In fact, when you see stuff like this:

 > 2016-02-28T10:27:00.724625-05:00 www postfix/smtpd[21374]: NOQUEUE: reject: RCPT from www.mrbrklyn.com[96.57.23.82]: 450
 > +4.1.2 <dyfet at gnutelephony.org>: Recipient address rejected: Domain not found; from=<hangout-bounces at nylxs.com>
 > +to=<dyfet at gnutelephony.org> proto=ESMTP helo=<www.mrbrklyn.com>

what you're seeing is that you have quite a few possibly invalid
addresses that you're trying to send to.  In fact, the first ten were
rejected without a single success -- I don't see how any mailing list
manager could deal efficiently with such a high rate of failure,
especially if it frequently involves DNS failures as this one does,
and several of the other log entries report the same outcome.  Note
that the failure is considered temporary.  IIRC, that means that DNS
lookup failed with no result, not that the relevant nameserver (the
.org rootserver in this case) said there was no such domain.  That
probably means multiple timeouts on DNS lookups, each of which might
take 30 seconds.  (I tried "host gnutelephony.org" myself, and got a
DNS timeout after 30 seconds.)  If you have two nameservers
configured, it seems likely that we have just found one common reason
it takes your Mailman 60+ seconds to process one queue entry.

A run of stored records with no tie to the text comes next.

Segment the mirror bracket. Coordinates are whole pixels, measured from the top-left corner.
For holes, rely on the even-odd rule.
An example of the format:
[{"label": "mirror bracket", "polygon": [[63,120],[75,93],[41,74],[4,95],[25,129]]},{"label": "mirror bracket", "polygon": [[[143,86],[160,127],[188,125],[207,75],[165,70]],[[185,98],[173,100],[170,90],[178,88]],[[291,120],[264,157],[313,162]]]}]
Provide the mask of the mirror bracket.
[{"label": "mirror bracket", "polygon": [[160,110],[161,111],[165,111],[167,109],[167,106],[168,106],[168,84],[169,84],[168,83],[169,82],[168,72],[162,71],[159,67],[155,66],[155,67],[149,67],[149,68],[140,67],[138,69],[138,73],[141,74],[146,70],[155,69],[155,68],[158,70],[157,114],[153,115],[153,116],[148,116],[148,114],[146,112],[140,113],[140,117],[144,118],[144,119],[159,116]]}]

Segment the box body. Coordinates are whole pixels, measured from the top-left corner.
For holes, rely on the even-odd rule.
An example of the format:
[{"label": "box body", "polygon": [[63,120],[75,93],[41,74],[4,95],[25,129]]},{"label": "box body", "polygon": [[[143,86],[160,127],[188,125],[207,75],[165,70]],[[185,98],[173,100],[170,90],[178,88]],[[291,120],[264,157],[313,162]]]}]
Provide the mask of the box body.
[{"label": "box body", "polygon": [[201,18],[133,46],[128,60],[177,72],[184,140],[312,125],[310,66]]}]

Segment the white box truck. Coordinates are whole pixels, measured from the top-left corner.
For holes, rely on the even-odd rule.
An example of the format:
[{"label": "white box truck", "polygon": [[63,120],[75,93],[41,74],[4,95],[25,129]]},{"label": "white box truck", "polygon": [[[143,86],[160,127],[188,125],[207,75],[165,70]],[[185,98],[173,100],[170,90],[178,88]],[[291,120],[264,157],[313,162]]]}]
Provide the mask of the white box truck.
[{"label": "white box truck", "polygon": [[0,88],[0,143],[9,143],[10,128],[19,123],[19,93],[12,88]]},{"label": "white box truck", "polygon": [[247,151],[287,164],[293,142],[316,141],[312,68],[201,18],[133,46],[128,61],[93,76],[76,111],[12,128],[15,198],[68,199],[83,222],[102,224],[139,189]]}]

Temporary failure also means that the queue file will remain, as the
system believes that retrying may succeed.  (Any mailing list manager
that does not preserve the message in this way is losing mail.)  I
don't know precisely what you mean by "sweeps", but the fact that
there are quite a few temporary failure queuefiles hanging around
would account for apparently unrelated posts being processed at the
same time.

 > That is seperate greps of TO and FROM'S to the maillist.  Obviously
 > it is very difficult to know what is happening by looking at the
 > logs.  Majordomo sends email straight to the MTA though aliases and
 > a pipe.

I certainly hope it wouldn't do that in the cases reported in the log
in your post, since the overwhelming majority are temporary failures.
It needs to be prepared to save the message to retry later.  I suppose
it's possible that Majordomo would have dealt with whatever the
situation actually is more efficiently, but I suspect that it would
have problems of some kind, and you just happened to change to Mailman
at a time when the list's environment became unstable.

I suspect that your problem involves your DNS, since so many of the
posts are rejected with "Domain not found".  Or it could be that you
just have an overwhelming majority of addresses with invalid domains,
or even that Postfix is misconfigured to report temporary failure
(450) when it should be reporting permanent failure (nonexistent
domain, 550).

By the way, when did you switch to Mailman?  Did you start
experiencing this problem immediately when you did?